Fortunately, the solution is simple and readily available; enrich the customer record using larger, external data sets in addition to matching it against consolidated internal records . This will ensure that a higher number of matching attributes exist in both sets of records, significantly improving the accuracy. By doing this, it will also allow firms to quickly identify duplicate accounts in their own records, trace lost customers and update records to ensure the current customer view is correct.

Still, the cost and complexity of KYC compliance remains high at some businesses because they have not yet embraced the benefits of data science – i.e data plus technology. This unwillingness can be traced back to many causes, including a misplaced nervousness about whether new solutions are compliant, confusion over the number of potential solutions that have emerged and fear that transferring to new solutions may take the organisation away from existing, ‘proven’ solutions.

Turning data into insights

Although larger, more complex data sets have the potential to provide greatly improved KYC and risk insights, they also require new tools to perform the complex analysis needed to achieve those outcomes.

A key tool involves artificial intelligence (AI), which in its broad sense, is very simple; it is the use of computers to perform tasks much quicker than humans could. It is often used to analyse large sets of data, finding patterns and connections that achieve an outcome without the need for human intervention. More sophisticated deep learning (DL) methods involving AI, use both structured and unstructured data to seek out ongoing patterns, which eventually lead to a target output. This complex, multi-layered analysis is solving significant challenges in medicine, aeronautical design and many other sectors.

“Knowing your customer is nowadays key for businesses survival, and data is critical to achieving improved customer and risk insight.”
– Steve Elliot, LexisNexis Risk Solutions

Despite our trust in this more complex form to find life-saving cures in medicine, it is still not used to drive better outcomes for financial service customers.
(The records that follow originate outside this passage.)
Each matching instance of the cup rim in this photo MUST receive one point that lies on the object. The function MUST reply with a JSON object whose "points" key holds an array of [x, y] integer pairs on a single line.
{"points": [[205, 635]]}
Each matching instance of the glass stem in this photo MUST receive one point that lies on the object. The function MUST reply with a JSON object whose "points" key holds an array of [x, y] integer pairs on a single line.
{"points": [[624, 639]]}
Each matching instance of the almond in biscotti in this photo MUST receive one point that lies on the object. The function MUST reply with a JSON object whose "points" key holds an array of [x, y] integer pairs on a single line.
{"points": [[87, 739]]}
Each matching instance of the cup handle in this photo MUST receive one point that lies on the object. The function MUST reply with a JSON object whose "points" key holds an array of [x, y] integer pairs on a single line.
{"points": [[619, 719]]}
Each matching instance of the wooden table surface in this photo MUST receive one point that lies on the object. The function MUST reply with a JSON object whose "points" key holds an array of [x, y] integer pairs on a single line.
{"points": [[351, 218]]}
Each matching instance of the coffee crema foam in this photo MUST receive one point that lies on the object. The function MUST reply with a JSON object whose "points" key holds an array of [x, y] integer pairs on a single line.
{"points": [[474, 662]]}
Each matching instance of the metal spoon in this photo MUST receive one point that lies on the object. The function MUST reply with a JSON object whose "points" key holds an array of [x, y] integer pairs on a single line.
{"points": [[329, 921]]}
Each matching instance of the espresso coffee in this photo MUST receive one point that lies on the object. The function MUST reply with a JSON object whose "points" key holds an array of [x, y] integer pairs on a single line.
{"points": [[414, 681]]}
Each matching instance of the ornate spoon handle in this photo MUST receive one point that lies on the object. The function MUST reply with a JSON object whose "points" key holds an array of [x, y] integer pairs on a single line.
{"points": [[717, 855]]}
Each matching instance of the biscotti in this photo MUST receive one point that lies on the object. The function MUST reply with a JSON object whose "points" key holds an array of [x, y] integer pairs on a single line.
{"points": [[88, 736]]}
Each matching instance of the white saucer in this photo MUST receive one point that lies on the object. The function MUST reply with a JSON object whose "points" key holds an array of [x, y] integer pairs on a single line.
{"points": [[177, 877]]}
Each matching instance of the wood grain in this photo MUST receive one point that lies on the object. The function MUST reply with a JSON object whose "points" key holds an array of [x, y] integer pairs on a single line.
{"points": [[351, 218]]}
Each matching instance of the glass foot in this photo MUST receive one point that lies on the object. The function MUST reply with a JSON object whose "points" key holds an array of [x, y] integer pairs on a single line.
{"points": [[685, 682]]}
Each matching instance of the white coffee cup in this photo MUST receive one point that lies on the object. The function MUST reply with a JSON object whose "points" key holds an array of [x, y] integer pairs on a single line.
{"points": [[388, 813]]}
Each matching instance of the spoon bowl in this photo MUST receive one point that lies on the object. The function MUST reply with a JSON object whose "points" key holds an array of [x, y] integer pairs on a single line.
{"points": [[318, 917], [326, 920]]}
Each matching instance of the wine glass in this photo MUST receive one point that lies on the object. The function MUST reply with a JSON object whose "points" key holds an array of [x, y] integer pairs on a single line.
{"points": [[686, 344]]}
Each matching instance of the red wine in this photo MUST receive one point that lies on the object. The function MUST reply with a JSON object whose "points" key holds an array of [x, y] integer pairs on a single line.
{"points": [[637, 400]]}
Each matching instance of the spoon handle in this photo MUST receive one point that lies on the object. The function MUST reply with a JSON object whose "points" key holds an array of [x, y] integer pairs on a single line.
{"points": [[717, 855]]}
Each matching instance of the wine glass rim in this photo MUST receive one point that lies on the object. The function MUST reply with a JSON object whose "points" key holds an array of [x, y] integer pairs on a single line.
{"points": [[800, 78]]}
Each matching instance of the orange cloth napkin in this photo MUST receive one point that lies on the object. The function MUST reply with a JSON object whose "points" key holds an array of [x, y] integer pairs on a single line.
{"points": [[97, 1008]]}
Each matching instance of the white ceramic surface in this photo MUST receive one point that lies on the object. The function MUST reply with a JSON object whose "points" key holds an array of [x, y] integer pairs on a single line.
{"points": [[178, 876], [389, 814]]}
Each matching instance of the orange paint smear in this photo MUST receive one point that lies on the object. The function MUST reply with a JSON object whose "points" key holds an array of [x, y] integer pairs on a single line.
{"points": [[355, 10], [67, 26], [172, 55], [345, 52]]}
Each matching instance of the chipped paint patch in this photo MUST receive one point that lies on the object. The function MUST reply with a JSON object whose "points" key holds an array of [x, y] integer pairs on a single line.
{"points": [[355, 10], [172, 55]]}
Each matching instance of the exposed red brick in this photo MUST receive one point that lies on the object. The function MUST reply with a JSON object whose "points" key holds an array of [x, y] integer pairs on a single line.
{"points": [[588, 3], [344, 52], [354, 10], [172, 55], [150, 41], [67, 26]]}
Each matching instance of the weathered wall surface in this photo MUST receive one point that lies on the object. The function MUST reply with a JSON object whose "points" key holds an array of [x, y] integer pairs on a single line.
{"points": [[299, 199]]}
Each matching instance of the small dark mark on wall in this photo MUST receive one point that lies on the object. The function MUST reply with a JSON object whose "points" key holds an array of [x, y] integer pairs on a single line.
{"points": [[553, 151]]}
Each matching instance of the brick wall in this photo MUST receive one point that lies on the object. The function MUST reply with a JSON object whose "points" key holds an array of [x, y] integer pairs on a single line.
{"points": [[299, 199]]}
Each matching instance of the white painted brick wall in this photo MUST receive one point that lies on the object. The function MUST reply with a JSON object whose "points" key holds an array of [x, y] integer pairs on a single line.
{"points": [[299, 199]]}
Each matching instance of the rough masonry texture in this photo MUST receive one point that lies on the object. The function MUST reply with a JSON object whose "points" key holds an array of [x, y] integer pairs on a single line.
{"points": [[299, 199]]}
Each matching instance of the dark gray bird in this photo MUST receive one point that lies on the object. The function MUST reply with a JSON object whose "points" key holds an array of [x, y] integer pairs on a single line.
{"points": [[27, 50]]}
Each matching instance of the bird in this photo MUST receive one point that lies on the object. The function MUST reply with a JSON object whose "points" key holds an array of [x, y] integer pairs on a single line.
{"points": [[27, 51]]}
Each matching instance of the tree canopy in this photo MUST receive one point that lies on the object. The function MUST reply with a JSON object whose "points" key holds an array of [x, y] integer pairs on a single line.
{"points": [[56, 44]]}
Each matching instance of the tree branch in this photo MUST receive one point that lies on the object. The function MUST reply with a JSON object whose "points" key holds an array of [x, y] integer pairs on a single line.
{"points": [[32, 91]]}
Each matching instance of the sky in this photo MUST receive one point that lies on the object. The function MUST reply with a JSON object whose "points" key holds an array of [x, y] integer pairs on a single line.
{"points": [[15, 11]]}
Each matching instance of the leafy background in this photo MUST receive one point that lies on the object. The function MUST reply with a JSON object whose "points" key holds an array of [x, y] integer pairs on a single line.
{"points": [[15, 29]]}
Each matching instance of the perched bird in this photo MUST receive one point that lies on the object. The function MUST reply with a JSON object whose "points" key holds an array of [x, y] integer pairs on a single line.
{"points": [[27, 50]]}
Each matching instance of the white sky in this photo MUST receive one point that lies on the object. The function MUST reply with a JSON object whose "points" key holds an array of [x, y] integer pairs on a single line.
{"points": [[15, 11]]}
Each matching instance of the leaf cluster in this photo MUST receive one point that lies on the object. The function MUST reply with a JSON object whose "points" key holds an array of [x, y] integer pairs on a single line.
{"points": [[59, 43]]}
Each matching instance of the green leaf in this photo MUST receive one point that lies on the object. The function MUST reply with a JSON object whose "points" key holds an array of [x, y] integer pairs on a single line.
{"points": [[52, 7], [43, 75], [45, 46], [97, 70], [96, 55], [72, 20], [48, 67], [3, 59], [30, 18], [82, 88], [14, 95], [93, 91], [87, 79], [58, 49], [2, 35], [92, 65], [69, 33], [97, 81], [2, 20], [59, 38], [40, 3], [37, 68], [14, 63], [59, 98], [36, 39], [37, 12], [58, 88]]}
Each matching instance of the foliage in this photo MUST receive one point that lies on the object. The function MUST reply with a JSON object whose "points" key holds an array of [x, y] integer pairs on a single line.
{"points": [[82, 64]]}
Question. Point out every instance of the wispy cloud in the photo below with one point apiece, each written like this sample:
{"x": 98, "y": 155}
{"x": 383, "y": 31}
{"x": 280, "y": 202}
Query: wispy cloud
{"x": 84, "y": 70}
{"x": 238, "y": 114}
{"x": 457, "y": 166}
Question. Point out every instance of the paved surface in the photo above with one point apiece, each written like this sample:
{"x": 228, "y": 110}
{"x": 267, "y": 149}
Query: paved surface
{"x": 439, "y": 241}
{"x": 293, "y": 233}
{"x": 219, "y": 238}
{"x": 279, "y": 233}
This is largely due to AI being unable to explain exactly how it arrived at a particular outcome, which is key in financial services – being able to show you reached a decision, and the reasons behind it is a regulatory requirement. A challenge for regulators, therefore, will be in accepting that better customer outcomes can be achieved through the utilisation of ever larger and seemingly disconnected data sets.

Regardless, of the ‘explainability’ challenge for deep learning solutions, there are still other, simpler, forms of data driven statistical modelling and machine learning solutions that can be deployed now, and are fully ‘compliant’ with regulations. It is these that should be used, until more sophisticated deep learning methods can be married with regulation.

Reaping the rewards

It is clear that richer data sets, combined with effective technology solutions, improve customer experience, creating considerably less disruption for the customer and onboarding them far quicker and without the need for extensive questioning. Risk insights will also be improved through the effective evaluation of greater amounts of data and the cost of data errors, duplicates and inefficient decision making are significantly reduced when utilising these progressive but fully compliant data science solutions.

In an increasingly data driven era, it is vital for businesses to understand the value of data and all the potential possibilities from using it correctly. By implementing the right technology to facilitate the vast amounts of data needed to inform decisions, businesses can truly reach their full potential and reap the rewards of their initial investment. Knowing your customer is no longer a ‘suggestion’, but is actually key for businesses survival.